Was im Vorfeld nicht selten geschah

  • Patienten konsultierten mehrere Haus- und Fachärzte, welche nach jeweils eingehender (und nicht selten doppelter) Diagnostik zwar zu demselben Ergebnis kamen, jedoch unterschiedliche und teils erfolgloses Therapienwege einschlugen.
  • Dadurch wurde teils für Patienten wertvolle Therapiezeit vertan.
  • Unnötige Kosten sind den Krankenkassen entstanden.
  • Folgeschäden der Erkrankung sind größer gewesen als notwendig.

Wie es jetzt besser laufen kann

Im Zuge wissenschaftlicher Untersuchungen wurde herausgearbeitet, welche Diagnostik, Therapie, Pflege- und Rehabilitationsmaßnahmen bei bestimmten Erkrankungen sinnvoll und notwendig sind und auf welche verzichtet werden kann. Krankenkassen haben daraufhin sog. Behandlungsprogramme entwickelt. Sie sind gewissermaßen ein Leitfaden für den ganzen Weg durch die Krankheit unter dem Gesichtspunkt der Effektivität, die eine qualitativ hochwertige Behandlung chronisch Kranker gewährleistet.

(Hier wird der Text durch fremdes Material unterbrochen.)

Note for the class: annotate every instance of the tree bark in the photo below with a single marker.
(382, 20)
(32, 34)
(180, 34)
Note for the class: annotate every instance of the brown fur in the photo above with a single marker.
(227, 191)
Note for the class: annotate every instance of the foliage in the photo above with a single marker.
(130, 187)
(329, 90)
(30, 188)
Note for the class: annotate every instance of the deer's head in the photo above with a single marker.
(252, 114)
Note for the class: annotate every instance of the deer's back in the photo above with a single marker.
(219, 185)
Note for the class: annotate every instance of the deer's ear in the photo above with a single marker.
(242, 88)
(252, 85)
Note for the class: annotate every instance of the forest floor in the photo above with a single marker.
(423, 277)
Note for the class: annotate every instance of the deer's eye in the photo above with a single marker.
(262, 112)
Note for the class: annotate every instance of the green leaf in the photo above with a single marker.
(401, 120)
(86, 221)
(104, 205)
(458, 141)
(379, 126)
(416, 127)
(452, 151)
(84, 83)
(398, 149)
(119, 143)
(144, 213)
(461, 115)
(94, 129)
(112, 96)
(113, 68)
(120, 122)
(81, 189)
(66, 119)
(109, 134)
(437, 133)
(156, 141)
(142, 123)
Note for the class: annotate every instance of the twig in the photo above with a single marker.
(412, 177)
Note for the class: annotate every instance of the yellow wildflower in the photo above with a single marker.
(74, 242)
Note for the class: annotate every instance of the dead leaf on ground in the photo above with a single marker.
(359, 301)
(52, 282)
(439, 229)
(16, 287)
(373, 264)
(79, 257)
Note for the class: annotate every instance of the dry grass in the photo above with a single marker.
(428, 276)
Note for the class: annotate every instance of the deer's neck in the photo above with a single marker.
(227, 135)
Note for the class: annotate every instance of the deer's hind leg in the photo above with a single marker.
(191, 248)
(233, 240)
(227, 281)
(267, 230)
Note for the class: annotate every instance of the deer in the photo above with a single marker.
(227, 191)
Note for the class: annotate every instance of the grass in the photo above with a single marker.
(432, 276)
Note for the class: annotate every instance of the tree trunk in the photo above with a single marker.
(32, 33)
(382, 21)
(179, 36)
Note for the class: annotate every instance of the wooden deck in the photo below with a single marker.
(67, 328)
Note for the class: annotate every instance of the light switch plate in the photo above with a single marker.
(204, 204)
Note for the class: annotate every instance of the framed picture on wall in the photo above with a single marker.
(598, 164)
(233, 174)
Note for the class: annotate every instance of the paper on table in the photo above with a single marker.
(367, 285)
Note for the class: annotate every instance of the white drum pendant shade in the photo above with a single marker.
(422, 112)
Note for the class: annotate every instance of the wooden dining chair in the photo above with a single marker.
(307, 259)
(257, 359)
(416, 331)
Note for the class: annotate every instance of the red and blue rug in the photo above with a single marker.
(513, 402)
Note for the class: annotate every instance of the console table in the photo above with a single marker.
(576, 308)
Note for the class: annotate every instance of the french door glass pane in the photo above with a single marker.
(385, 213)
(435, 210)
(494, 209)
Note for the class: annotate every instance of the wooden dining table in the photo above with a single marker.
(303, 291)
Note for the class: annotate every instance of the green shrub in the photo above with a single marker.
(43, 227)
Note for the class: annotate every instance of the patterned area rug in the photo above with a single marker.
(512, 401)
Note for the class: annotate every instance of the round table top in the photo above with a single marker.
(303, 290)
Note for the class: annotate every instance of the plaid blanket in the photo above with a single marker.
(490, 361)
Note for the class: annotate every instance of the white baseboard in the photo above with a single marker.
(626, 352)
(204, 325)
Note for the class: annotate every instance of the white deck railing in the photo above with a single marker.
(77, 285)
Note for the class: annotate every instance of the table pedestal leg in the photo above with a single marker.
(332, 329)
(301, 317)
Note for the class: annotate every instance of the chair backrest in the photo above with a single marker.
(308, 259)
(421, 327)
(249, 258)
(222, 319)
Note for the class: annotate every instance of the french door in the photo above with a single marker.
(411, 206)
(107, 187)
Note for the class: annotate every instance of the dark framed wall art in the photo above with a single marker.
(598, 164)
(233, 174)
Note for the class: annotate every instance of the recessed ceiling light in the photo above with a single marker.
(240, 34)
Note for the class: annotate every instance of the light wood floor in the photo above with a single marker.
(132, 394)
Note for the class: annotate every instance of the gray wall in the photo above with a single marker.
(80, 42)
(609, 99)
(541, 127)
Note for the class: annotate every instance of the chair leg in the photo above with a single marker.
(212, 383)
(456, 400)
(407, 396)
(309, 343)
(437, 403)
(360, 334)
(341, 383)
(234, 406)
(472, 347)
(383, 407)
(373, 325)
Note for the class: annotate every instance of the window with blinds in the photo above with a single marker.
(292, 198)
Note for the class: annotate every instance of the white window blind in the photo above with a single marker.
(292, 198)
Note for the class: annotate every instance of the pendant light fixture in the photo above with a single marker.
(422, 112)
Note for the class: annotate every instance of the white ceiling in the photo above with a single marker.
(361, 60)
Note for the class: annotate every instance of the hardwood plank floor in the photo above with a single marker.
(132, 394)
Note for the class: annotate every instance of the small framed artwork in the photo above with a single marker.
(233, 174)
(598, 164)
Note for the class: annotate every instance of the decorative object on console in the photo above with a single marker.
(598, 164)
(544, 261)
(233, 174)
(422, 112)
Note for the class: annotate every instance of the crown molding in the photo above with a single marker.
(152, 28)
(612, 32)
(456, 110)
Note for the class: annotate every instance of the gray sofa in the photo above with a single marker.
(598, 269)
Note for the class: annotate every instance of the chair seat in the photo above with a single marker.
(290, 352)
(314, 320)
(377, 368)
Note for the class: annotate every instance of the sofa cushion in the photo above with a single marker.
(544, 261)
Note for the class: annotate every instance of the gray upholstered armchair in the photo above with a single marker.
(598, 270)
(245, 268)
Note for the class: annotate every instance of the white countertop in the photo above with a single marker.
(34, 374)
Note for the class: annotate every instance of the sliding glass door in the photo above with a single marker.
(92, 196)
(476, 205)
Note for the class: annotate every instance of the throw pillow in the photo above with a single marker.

Bisher gibt es zwei anerkannte Chronikerprogramme: für Diabetes mellitus und Brustkrebs. Weitere werden entwickelt. Wollen ÄrztInnen an diesen Programmen teilnehmen, müssen sie sich permanent weiterbilden. Zusätzlich werden PatientInnen intensiv informiert und geschult, damit sie den Prozess optimal mit beeinflussen können. Dabei arbeiten alle Beteiligten – Haus- und FachärztInnen, Krankenhäuser, TherapeutInnen sowie PatientInnen Hand in Hand zusammen. Begleitet und organisiert wird diese Zusammenarbeit von Krankenkassen.

Das Zweitwichtigste zuletzt

  • Ein Mensch der Jahrzehnte lang mit einer chronischen Krankheit lebt: Ist er für dich Laie oder Experte?

Ein schon lang Betroffener ist oft ein größerer Experte als manche Mediziner, da er sich i.d.R. mit vielen verschiedenen Ärzten, Betroffenen, Co-Betroffenen auseinandergesetzt hat, die ihm eine breite Palette von "Wahrheiten" darstellen konnten.

Zudem ist er Experte in den Bereichen Medizin, alltäglicher Bewältigung der Krankheit, Medikamenteneinnahme und damit verbundenen Folgen und Reaktionen der Umwelt auf seine Krankheit.

Er ist somit nicht nur auf einem Gebiet informiert, sondern auf vielen verschiedenen.

Jedoch weiß beispielsweise ein Arzt objektiver über seinen Bereich Bescheid als ein Betroffener.

  • Krankheit:

Macht sie Menschen zum Opfer oder birgt sie Chancen zu innerem Wachstum?

Inwiefern birgt die Krankheit Chancen für seine Umwelt?